The method described here is intended to apply to any kind of relatively small social unit: beginning with a family, and then extending to a club, institute, association, team, working group. In can apply to any context and any enterprise e.g charitable, recreational, health and social welfare, and spiritual. Because of this wide range we will use the term "social enterprise".
We shall explore a way of capturing ideals and common values of those involved with you within the social enterprise, so that members feel motivated through having the opportunity to contribute to their maximum potential. In short we are looking for a way of designing a social system.
This is not designing some kind of utopia - he was not an idealist.
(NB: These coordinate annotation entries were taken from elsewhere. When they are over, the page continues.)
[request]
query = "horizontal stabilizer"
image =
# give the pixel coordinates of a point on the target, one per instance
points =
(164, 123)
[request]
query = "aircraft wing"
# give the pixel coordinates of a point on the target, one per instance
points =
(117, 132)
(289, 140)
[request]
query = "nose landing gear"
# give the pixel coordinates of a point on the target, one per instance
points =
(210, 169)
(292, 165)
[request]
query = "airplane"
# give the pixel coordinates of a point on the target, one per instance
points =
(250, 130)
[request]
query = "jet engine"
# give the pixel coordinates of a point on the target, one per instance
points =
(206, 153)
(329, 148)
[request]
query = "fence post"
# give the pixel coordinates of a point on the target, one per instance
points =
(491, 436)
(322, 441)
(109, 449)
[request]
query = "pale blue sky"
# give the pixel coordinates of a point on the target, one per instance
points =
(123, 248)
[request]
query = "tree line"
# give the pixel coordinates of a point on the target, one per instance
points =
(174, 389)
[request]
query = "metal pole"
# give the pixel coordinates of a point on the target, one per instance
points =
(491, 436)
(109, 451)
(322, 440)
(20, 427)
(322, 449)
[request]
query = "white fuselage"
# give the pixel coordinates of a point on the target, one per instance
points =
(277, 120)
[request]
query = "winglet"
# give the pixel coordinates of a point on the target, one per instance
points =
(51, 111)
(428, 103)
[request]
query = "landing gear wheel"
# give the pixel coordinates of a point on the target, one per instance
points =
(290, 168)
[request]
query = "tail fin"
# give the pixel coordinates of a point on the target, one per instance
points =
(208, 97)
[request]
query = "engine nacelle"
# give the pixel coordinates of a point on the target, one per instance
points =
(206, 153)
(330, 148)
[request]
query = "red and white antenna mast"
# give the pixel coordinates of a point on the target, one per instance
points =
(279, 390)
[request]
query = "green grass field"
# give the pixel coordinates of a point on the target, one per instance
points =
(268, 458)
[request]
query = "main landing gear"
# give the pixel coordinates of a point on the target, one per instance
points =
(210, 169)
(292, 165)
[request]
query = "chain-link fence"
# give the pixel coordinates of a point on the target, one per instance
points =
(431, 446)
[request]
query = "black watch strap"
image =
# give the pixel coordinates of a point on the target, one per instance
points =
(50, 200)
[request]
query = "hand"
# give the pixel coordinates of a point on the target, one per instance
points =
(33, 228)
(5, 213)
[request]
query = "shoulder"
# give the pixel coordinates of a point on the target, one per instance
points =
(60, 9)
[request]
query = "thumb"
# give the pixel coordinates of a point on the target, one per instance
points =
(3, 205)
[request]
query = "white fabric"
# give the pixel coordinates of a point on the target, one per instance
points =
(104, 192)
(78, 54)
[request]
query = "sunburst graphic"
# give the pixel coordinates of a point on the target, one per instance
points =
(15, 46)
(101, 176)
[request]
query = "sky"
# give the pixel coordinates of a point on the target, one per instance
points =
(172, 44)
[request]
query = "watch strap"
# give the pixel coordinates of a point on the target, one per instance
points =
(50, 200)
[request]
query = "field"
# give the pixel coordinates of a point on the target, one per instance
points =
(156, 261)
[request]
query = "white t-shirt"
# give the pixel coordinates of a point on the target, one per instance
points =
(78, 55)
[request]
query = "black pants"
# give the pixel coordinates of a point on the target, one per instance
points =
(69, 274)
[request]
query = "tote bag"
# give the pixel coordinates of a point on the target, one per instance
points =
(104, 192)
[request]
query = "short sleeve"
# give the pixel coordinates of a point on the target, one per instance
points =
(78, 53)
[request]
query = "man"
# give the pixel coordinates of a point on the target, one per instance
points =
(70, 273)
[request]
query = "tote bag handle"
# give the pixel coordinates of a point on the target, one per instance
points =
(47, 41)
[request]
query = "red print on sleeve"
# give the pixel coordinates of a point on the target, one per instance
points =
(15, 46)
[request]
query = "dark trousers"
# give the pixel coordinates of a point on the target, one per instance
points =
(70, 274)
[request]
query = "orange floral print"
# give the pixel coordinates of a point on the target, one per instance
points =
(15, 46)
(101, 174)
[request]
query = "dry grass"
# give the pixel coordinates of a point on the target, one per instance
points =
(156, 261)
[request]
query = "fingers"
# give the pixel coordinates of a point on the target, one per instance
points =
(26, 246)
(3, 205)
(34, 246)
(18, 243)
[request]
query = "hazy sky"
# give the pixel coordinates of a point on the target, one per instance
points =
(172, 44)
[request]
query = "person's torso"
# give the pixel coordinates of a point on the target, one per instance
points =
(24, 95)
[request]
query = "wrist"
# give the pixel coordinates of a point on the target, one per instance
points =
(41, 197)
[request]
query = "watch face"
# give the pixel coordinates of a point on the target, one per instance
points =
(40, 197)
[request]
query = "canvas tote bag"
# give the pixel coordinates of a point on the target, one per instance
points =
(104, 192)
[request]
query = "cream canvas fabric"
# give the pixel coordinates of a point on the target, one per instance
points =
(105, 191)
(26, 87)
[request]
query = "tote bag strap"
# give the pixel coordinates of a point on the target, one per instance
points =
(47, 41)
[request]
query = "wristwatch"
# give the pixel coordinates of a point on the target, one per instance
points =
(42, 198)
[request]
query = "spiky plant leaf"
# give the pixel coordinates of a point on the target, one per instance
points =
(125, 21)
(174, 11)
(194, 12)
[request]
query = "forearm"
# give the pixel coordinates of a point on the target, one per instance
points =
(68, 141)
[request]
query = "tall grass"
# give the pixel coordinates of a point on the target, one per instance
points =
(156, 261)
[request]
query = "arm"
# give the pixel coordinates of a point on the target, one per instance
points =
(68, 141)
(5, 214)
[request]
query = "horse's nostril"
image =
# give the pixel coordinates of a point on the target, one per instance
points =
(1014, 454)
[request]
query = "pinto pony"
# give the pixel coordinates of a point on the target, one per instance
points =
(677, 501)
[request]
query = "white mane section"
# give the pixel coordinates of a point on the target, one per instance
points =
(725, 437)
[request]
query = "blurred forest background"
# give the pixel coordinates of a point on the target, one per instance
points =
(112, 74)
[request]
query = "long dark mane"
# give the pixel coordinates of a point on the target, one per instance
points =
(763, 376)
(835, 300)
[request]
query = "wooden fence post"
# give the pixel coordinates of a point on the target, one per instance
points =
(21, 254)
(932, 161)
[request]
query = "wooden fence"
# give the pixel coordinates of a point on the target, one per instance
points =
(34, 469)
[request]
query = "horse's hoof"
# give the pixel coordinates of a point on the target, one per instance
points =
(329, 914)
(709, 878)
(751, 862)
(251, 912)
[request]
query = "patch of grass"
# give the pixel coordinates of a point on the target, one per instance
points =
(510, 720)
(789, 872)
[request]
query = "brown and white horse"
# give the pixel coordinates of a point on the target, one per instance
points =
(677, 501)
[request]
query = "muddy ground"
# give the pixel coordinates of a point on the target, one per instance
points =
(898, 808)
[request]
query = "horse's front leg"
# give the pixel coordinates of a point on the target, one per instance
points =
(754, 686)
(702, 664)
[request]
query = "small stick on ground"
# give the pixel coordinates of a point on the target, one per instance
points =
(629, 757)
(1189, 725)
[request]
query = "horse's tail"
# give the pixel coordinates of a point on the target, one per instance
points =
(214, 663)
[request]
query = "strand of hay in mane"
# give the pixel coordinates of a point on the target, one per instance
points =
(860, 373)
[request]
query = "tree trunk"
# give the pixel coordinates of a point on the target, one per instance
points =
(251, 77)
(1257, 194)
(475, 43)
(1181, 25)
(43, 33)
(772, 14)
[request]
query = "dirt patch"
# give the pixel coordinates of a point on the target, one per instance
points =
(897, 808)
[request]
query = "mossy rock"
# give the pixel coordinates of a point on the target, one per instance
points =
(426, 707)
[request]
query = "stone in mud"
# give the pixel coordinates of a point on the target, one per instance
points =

But there is no reason why we should not keep our aspirations and ideals in mind as we envision a better future. The module provides a practical way of proceeding, drawing on methods from a new field of social system design (SSD). Underpinning this is a core value, which sees it essential that all members of the social unit recognise their interdependence with others, and that this should inform the consideration, and behaviour they display, during the on-going design process and in practical action.
A Declaration of Interdependence, which community members develop collectively, is a key part of the process, along with a Bill of Rights and Responsibilities. Such a Bill, which also continuously evolves, is a mechanism to ensure that everyone in the community has the opportunity to achieve their agreed rights, but also to recognise their responsibilities towards others.
Q. You have seen reference to similar styled documents before, but what seems different about this Declaration and Bill, and why might this be?